I feel it is worth mentioning that before I even start on the new requests I'm going to post the already finished drabbles first. So expect a few more chapters before I start on any of the requests from here. And if you're like, wait, but some of these are requests from someone here, well yeah, I had some friends request stuff long ago and I sent it to them privately before posting it on Archive. So I'm not playing favourites or anything, don't worry, it's just that those chapters were already written. Although admittedly I probably will play favourites at some point in the future, so in the meantime feel free to attempt becoming one of my favourites. Flattery never hurt anyone.
It is also worth mentioning that the original title to this chapter was "Orange You Glad I Didn't Say Banana Again?" which I thought was hilariously suitable, but apparently FanFiction does not like long chapter titles, so I had to change it.

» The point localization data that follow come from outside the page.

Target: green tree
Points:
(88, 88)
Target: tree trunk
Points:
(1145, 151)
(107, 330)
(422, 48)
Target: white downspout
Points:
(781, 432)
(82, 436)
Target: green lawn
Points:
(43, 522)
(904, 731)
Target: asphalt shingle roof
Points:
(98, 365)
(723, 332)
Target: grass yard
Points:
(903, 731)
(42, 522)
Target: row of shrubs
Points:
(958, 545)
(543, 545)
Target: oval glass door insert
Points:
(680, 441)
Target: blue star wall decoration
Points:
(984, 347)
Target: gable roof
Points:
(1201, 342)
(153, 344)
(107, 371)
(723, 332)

Pity. But this one's pretty cute too, so I guess I'll let it slide.
And as for this chapter, the ship is Drarry. Draco pretends not to know what he's doing but he does, and Harry thinks he knows what he's doing but really he doesn't. Written for NevilleGonnaGiveYouUp. There's an apocalypse, but I don't really think that counts as a trigger unless you're a survivor of one, in which case I guess you're a time traveller, or something, and frankly you should hold yourself in better form than complaining about a potentially triggering Harry Potter fanfic. Go travel to the eighteen sixties, or something, and keep your thoughts to yourself.
xXx
The apocalypse had happened. And somehow, that wasn't the worst thing. Worse then seeing the landscape in dissaray, Hogwarts reduced to rubble, the earth torn, the fact that they were currently roasting snakes so they wouldn't starve, and the people dying of sickness, there was one thing that, in comparison shouldn't have been that bad, but somehow was.
Draco had picked up a muggle joke book. And he thought it was utterly halarious.

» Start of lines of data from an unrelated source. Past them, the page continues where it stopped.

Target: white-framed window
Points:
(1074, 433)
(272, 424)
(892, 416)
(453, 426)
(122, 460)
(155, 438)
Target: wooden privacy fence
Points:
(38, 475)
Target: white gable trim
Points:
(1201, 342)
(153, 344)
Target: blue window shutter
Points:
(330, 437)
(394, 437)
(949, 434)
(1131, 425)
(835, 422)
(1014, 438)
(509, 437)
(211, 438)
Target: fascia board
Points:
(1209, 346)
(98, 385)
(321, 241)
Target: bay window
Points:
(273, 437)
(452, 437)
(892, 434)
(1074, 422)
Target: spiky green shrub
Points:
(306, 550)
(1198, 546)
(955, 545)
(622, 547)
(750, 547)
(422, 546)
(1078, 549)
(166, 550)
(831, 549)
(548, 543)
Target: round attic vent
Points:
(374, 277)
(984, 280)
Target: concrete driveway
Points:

"Hey. Hey Harry. What do you call a cow with a twitch?"
"Oh god help me." Harry groaned, dropping his head into his arms.
"Ha! Wrong. Beef jerky. Get it? Do you get it?" Draco asked, oblivious to the other's suffering.

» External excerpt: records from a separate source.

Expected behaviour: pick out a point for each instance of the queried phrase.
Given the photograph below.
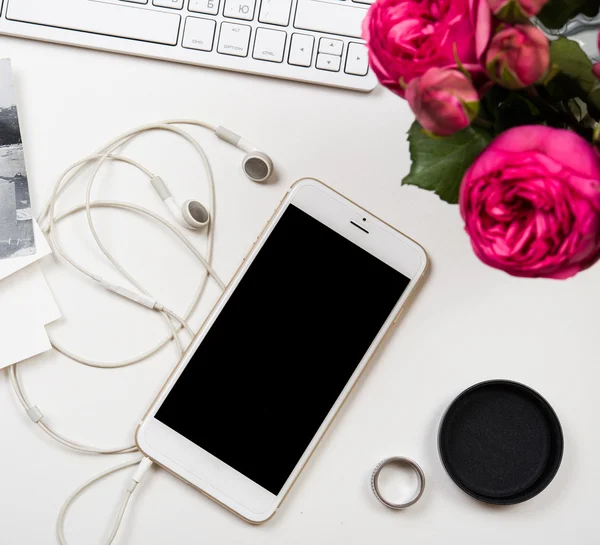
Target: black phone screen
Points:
(282, 349)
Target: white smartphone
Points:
(270, 368)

A pause, then, "Harry. Do you have a band aid? "
Harry's head popped up, and he craned his neck around to get a look at the blond and look him over for any obvious wounds. "Are you bleeding? Are you okay?" He asked, concerned. "Do you need me to cast episkey?" Tetanus was everywhere in the soil and could be fatal, and as annoying as Draco could be, he didn't want him to die.
"I just scraped my knee falling for you." Draco said proudly, waving the book at Harry with a smug smile on his face, and Harry blinked.
"Wot." He said, eyeing Draco warily for a few moments before realizing that Draco had absolutely no idea that what he had just said was a muggle pick up line. Did he even know what a band-aid was? Harry continued to stare at Draco for a few more moments before shaking his head, and turning back to the fire. "Shut up." He sighed.
Draco remained silent for exactly ten seconds, (Harry had counted) before he started talking again, his previously smooth and mischievous voice now laced with confusion. "Harry, can you explain this one to me?" He asked, and Harry sighed before nodding. Another second passed, and Draco sat down next to him, leaning on him and shoving the book in his face, pointing to the section in question.
"Are you a parking ticket? Because you've got fine written all over you." Harry read monotonely, his entire self utterly unimpressed before he realized something. "Um, Draco? You know what parking tickets are. We saw the no parking signs by that old mall. Didn't I explain them to y-" Harry stopped talking when he looked at the other boy and realized that Draco was smirking.
"Oh. Shit. Dra-!" Harry was interrupted rather abruptly by a kiss.